Flitzer, you have what for mac with what OX and how much Ram in it ?
 
Don't ditch your present iMac. Instead, purchase an external disk and copy all your data off and then reformat the disk and reinstall OS X. Reinstall your applications. What is more than likely happening is that your disk has become heavily fragmented and this slows it down, which makes the computer slower. Refreshing your computer every few years stops that.
 
I use a Macbook Pro 13 as my only computer and its pretty good. I did much of the graphics and layout for my book on it. The 15 inch version is quite a bit more powerful but I love the portability of the 13.
 
What to do depends on the age and specs of the old machine.

- can you still run the current version of OSX on it? If yes: upgrading is a viable option. If no: think about replacing it.
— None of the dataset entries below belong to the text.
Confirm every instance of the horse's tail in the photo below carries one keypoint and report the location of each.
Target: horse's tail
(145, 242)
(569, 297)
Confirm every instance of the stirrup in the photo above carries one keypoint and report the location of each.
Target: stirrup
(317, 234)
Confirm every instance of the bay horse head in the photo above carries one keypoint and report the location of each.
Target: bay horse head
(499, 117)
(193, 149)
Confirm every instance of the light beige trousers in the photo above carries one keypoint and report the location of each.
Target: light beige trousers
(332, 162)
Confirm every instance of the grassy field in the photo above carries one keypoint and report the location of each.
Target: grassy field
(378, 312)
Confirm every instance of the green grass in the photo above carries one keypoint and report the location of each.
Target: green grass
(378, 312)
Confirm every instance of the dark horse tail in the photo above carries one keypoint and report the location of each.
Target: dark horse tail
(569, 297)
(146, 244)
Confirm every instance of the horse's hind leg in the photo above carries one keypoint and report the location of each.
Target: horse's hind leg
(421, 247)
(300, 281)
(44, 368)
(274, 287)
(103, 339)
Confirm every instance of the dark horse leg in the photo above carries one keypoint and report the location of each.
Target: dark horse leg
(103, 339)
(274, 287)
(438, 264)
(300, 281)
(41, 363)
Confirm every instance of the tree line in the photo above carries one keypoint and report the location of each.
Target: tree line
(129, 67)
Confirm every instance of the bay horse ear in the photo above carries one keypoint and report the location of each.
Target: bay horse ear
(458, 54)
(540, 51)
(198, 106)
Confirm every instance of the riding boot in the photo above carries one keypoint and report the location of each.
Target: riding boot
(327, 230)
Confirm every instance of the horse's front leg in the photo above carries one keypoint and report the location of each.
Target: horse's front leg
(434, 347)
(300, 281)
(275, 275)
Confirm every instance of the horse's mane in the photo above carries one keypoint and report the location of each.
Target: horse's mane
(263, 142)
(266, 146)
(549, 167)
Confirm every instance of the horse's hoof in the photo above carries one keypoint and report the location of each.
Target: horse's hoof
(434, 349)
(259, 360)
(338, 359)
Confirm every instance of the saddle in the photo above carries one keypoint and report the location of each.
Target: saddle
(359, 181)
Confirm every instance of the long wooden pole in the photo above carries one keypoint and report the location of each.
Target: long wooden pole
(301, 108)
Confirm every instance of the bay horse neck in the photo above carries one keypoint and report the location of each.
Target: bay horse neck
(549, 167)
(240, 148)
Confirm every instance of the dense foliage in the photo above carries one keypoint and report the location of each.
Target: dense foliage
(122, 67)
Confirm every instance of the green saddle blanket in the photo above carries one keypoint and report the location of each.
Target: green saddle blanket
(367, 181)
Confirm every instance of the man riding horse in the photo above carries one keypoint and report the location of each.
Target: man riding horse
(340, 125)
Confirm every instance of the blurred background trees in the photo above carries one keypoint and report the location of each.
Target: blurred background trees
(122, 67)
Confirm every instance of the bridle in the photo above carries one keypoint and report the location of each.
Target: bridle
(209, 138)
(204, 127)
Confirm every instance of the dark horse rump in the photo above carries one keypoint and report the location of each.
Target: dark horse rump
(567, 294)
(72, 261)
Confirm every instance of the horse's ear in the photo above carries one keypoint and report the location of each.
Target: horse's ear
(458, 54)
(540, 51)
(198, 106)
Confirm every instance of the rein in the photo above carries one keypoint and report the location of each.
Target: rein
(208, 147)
- the more RAM you have, the better. At 4 GB, my old machine (Macbook from 2008) constantly needed to swap out the contents of the RAM because my applications needed more memory (particularly Firefox, which is using 3 GB at the moment). Upgrading that machine to 8 GB made a big difference. You can use Activity Monitor to see if your RAM is filling up.

- a faster disk is also worthwhile. Don't bother with a hybrid, just go with an SSD. Replacing your disk has another advantage: the older a disk gets, the more likely it becomes the disk will fail. Having been bittne by that a few times, I now preventatively replace harddisks after 3 years.

- Removing applications does not make a difference. Unlike Windows, a Mac does not slow down if you have more applications installed.

- fragmentation only becomes an issue on OSX if your disk is nearly full (less than 10% capacity left free) and/or you do a lot of work on files larger than 20 MB. See https://discussions.apple.com/thread/2306824
 
Also, make sure that all the hardware drivers are up to date. You might be surprised at the trouble even a seemingly unimportant driver can cause if not up to date or even corrupted.